Taken on its own terms, it is a ledger with categories, charts, and a free price tag — which on Amazon Fire is more than most rivals manage. Whether that is enough depends on how long you plan to keep using it.
It is a ledger with categories, charts, and a free price tag — which on Amazon Fire is more than most rivals manage.
FEATURES
The app is a single-currency manual ledger. Add an expense or an income entry, assign it to a category, and the running totals roll up into daily, weekly, and monthly views. Categories come pre-seeded with the usual list — food, transport, bills, entertainment — and can be edited or extended. A pie chart breaks spending down by category for the current period.

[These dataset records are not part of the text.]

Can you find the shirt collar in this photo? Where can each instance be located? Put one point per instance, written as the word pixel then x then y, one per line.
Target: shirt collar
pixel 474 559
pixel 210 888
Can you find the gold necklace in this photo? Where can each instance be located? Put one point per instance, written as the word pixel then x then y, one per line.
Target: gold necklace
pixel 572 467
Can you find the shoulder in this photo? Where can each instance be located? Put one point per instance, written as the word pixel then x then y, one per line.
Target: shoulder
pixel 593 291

There is no bank-account linking, no receipt OCR, no shared-budget sync, no cross-device backup tied to an account. Data lives on the device. Exports are limited to what you can read off the screen. Reports are confined to the built-in chart view and a transactions list filtered by date range.
MISSION ACCOMPLISHED
Entry is fast. The keypad-style amount input and the flat category grid mean a coffee or a bus fare can be logged in under five seconds, which is the only metric that matters for an app of this kind. The free price tag, on a store where most personal-finance apps either don't exist or want a subscription, is the other genuine win.
The category pie chart, while basic, is legible at a glance on a 10-inch Fire HD screen — which is more than can be said for several rivals that ship desktop-density UI onto tablet hardware.
ROOM TO IMPROVE
The name is a problem. There is a much better-known "Money Manager" by Realbyte Inc. on Google Play and the App Store, and a portion of one-star reviews on every store appear to come from users who installed the wrong one. This app is by Content Arcade Apps and is a different product entirely; the listing does little to disambiguate.
Beyond the naming, the limits show fast. No cloud backup means a factory reset wipes months of entries. No CSV export means migrating to a real personal-finance app later is a manual retyping job. The chart view is the only report on offer — there is no trend line, no year-over-year comparison, no budget-versus-actual.
CONCLUSION
Worth installing if you want a free, offline, tap-and-go expense log on a Fire tablet and you understand it will never grow into anything more sophisticated. Anyone planning to track finances across years, devices, or currencies should look at the Realbyte Money Manager on Google Play instead, or budget for a paid app. The score reflects what it is, not what its name suggests.